Training Executives on Anti-Corruption Laws.
Updated: Jul 30
Training Executives on Anti-Corruption Laws – Best Practices
Good strategists manage uncertainty by playing the probabilities, but too many executives use wishful thinking when it comes to anti-corruption compliance. Playing the probabilities means understanding the odds of success. Just 1 in 12 companies manages to mitigate reputational risk exposure resulting from non-compliance and which in turn results in a high level of reputational risk exposure.
Non-compliance seriously increases risk and liability, depreciates M&A and joint venture value, potentially damages the brand, undermines and reduces trust and confidence, increases the potential for investigation and prosecution, and threatens sustainability. Executives must be pro-active and continuously diligent in their efforts to mitigate individual and organizational risks.
Corporate boards are due for a rude awakening – compliance expectations and competing stakeholders are demanding increased and more effective oversight. Directors, therefore, need to learn how to carry out these important functions.
When training executives on anti-corruption laws we need to make them realize that Boards and senior executives need to do substantially more than a once-a-year “flyover” of their anti-corruption compliance programs if they expect the regulators to conclude that their program meets the government’s definition of “effective.”

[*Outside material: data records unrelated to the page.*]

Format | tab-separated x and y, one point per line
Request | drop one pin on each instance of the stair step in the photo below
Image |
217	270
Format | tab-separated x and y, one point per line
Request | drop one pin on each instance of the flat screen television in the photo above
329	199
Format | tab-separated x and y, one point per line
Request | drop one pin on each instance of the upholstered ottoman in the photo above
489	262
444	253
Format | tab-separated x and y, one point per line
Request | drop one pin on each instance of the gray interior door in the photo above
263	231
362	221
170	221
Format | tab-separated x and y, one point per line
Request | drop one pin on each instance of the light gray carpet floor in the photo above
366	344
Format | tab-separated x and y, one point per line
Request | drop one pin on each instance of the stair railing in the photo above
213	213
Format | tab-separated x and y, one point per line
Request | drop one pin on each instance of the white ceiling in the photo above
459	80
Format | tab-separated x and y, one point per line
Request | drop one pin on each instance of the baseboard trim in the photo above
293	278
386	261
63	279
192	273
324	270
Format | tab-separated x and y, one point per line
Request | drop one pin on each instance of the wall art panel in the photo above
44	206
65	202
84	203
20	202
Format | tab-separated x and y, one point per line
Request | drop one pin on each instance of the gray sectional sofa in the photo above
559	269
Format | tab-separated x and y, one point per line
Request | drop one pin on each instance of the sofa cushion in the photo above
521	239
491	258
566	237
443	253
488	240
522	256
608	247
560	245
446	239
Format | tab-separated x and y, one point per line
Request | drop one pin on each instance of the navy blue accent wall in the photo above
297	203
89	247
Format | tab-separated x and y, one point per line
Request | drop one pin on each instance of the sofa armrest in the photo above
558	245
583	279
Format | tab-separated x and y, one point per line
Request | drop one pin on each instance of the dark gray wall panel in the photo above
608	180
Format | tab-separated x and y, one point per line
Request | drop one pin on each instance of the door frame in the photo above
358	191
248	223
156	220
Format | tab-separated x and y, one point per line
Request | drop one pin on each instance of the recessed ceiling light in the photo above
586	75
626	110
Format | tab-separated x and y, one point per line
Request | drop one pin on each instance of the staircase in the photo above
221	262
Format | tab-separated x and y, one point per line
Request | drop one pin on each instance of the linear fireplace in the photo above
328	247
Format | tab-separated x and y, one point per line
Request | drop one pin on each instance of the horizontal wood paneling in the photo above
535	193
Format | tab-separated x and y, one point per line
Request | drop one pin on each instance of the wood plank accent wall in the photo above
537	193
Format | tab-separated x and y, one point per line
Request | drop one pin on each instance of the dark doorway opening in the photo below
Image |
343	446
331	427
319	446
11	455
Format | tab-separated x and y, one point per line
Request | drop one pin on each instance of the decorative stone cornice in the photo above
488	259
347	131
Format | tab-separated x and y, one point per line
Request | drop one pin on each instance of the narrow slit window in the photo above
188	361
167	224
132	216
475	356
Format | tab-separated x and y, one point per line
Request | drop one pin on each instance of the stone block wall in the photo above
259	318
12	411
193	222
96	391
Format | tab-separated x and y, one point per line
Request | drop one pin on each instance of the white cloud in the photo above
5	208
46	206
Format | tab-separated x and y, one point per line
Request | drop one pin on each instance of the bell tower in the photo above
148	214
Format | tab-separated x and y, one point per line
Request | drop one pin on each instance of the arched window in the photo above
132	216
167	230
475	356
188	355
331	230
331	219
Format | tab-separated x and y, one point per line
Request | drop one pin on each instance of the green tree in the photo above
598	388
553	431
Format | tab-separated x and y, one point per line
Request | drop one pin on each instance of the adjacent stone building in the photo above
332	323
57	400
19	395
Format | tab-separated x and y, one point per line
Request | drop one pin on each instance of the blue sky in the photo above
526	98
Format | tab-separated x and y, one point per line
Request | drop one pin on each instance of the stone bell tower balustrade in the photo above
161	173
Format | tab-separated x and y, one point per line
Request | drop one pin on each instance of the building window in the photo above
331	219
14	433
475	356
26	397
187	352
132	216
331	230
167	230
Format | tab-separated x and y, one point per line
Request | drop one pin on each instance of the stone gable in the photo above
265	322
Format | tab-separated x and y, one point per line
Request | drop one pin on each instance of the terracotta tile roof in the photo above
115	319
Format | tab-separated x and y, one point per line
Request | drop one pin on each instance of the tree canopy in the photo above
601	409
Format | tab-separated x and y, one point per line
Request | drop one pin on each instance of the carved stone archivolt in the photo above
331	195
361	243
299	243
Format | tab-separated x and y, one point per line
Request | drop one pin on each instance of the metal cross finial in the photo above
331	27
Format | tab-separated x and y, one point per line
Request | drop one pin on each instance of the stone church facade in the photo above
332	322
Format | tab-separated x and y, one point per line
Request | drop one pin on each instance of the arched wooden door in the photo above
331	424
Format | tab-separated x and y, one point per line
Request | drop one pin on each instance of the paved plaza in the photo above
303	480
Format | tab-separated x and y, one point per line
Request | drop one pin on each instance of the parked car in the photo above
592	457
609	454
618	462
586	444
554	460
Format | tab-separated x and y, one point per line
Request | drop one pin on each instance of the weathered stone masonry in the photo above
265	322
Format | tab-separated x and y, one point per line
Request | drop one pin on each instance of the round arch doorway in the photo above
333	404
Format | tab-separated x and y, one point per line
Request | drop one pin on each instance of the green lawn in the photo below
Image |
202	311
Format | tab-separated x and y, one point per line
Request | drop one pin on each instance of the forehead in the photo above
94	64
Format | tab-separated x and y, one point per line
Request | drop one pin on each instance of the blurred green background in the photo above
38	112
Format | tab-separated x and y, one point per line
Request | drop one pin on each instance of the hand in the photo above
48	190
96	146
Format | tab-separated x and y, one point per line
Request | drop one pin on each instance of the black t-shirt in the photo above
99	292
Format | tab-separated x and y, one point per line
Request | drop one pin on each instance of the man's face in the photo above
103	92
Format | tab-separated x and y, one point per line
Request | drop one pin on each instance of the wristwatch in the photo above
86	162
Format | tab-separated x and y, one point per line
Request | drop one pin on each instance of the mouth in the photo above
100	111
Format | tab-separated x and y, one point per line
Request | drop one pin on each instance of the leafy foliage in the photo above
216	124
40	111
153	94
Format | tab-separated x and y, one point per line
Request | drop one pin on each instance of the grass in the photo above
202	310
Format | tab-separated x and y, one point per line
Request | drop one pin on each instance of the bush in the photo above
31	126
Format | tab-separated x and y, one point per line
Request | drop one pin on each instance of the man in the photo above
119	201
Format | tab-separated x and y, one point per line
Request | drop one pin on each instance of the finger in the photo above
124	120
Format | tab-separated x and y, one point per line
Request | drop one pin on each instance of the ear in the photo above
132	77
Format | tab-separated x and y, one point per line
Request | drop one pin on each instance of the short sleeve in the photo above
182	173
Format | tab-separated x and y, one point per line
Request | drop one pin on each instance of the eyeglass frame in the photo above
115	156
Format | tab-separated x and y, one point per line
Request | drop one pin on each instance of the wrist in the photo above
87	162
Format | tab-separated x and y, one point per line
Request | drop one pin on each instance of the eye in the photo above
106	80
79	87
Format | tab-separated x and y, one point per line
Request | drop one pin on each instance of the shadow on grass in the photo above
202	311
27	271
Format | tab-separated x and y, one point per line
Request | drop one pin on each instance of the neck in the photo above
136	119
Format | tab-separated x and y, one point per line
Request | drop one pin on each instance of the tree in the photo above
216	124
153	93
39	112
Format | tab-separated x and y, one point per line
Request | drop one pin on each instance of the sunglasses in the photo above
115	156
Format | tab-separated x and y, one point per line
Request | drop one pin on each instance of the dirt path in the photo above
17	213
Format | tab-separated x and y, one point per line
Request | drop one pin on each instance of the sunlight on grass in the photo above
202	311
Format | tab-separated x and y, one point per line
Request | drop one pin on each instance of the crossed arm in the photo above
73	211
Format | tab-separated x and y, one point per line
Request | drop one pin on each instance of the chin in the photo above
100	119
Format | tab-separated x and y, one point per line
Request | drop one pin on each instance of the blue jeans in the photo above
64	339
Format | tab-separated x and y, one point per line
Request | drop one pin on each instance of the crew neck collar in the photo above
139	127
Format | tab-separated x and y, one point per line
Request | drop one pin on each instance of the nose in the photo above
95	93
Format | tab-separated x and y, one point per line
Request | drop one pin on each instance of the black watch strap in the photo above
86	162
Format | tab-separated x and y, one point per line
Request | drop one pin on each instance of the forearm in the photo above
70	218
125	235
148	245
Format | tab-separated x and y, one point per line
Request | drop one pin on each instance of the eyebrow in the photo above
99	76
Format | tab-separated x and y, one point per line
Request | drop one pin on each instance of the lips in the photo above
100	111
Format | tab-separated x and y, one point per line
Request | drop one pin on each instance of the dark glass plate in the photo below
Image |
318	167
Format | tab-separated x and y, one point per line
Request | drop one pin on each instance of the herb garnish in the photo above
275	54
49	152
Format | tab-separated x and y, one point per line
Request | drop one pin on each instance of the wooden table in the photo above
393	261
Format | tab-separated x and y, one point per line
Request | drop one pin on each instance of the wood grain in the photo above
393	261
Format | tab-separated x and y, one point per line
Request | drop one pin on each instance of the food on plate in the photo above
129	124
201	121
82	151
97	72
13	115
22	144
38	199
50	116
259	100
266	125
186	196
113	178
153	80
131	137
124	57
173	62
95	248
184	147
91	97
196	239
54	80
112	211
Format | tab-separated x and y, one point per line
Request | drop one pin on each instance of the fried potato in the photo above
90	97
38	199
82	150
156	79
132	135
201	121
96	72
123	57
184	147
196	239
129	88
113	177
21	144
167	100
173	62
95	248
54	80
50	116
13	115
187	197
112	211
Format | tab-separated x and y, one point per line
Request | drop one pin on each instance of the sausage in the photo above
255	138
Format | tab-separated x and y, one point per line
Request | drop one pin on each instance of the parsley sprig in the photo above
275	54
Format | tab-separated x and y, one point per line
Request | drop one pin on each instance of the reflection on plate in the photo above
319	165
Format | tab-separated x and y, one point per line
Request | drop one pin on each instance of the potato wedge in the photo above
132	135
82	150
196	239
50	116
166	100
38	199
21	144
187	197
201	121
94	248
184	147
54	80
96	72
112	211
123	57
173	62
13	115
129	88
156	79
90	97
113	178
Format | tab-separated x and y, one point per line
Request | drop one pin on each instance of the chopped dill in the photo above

Boards need to be well-versed in all elements of the anti-corruption compliance program, regularly interact with compliance and legal personnel, and receive timely briefings on the program and the personnel responsible for its stewardship and operationalization. Directors and senior executives must understand that any compliance failures are something that they may have to answer to.
The existence of adequate policies and procedures does not provide a full defence against bribery charges but can be a useful tool for negotiating with authorities or avoiding proceedings against corporate entities. Further, because liability can also be founded on ‘wilful blindness’, the existence of anti-corruption policies and procedures can be helpful in rebutting any inference that a company or its executives ignored bribery. Bad acts can happen even if a company has attempted to prevent corruption, but its goodwill will be advantageous in curbing underserved penalties.
There is still a place for tone at the top, but it needs to be broadened to conduct at the top. The board and senior leadership must set the right tone in their communications across the company and outwardly. But tone needs to be paired with persistent actions on the part of the board and senior leadership signaling that ethics and compliance are a top priority and that the company is committed to doing business the right way and is prepared to back up its words with actions, including walking away from business and relationships that are not in alignment with the company’s organizational ethos. That is how tone at the top becomes conduct at the top.
When training Boards and senior executives on anti-corruption laws, we also need to make them realize that they cannot control the integrity of individuals, but they can certainly influence it. An organization’s culture influences the integrity of those employees that are either on the fence or would rationalize wrongdoing when the culture promotes willful blindness, permits ignorance of policies and controls, or encourages the avoidance of those controls through unreasonable business goals and rewarding success by any means.
Finally, Boards and senior executives need to be aware that no controls, compliance program, or business culture can eliminate or totally prevent people without integrity from doing wrong, but the absence of those factors greatly increases the capacity of wrongdoers to operate with impunity, while the strong presence of those factors greatly increases the likelihood of preventing and detecting wrongdoing, as well as providing a foundation to mitigate its impacts and consequences on the organization.